Can you name three most breakthrough startups in the history?

Apple needs to be on that list. I think, Amazon needs to be on that list – they changed the distribution of everything. And I think, I will put Microsoft on that list. When you think about Apple, you see that they had changed their business a few times, but Microsoft also changed it. That’s why I would put them above, say, Google or another business like that, or even Facebook, because Google and Facebook kind of do what they’ve always done. The major difference is that Microsoft shows how to adapt over the long time. 

Are you satisfied with what you do, or do you think to apply your knowledge and skills to something else in the future?

I’m, actually, looking forward to do something new. I love my job, I love the company that I created in Foundry, but I also recognise that I have real interest and desire – and that it what drew me to spend time in Africa and in the Middle East – to show all across the globe and in the US that the entrepreneurship can be a force for positive change and good, can create jobs and leed people out of poverty. I have an interest to spend more time doing those things. I’m in the process of writing a book right now about US entrepreneurial ecosystem.

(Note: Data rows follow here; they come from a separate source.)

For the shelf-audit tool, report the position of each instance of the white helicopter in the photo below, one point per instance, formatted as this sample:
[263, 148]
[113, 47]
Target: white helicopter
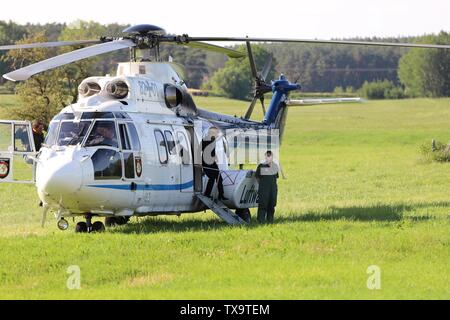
[131, 145]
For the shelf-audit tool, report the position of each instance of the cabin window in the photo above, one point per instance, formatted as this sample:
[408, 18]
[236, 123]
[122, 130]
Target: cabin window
[170, 142]
[103, 134]
[124, 139]
[184, 149]
[134, 137]
[128, 160]
[107, 164]
[162, 148]
[21, 138]
[51, 133]
[5, 136]
[72, 133]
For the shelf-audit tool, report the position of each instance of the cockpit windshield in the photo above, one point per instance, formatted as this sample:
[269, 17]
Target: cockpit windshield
[103, 134]
[72, 133]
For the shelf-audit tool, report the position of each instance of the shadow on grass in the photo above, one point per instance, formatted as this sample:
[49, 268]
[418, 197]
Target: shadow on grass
[387, 213]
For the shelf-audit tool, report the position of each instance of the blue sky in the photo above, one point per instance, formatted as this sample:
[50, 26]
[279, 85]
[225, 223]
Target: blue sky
[323, 19]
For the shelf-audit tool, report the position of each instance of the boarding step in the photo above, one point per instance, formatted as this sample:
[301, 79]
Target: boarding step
[221, 210]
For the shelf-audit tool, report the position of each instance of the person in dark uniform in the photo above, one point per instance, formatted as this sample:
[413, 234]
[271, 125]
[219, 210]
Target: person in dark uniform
[38, 134]
[267, 175]
[209, 163]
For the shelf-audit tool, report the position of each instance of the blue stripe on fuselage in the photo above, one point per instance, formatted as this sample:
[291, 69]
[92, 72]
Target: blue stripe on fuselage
[142, 187]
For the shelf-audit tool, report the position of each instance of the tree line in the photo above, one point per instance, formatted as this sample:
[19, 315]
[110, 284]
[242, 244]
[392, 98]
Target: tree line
[376, 72]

It is the untold stories of entrepreneurs across the US. The state of entrepreneurship in the US is changing, it’s becoming less white, less male – which is good! But we don’t recognise that and we haven’t necessarily created support structures and financial mechanisms needed to sustain that. This is my passion right now. I’m still at my late 40s, and I would like at my overtime, as I still like my day job, I take overtime to spend more time working on it. Being a venture capitalist, managing $2.5b fund doesn’t leave me much time, but I’m trying to create it to do what is important for me. 

With what desktop game can you compare VC business – chess, checkers, backgammon, go, card games?

It is some mix of Go and chess. As in Go, you have a pack of stones – resources – to deliver over the board. But as in chess you need to think a few moves ahead, think where things are headed. Where are technology headed, where your own portfolio is headed, which companies are doing fine now, but are going to run into trouble later. This is a mix.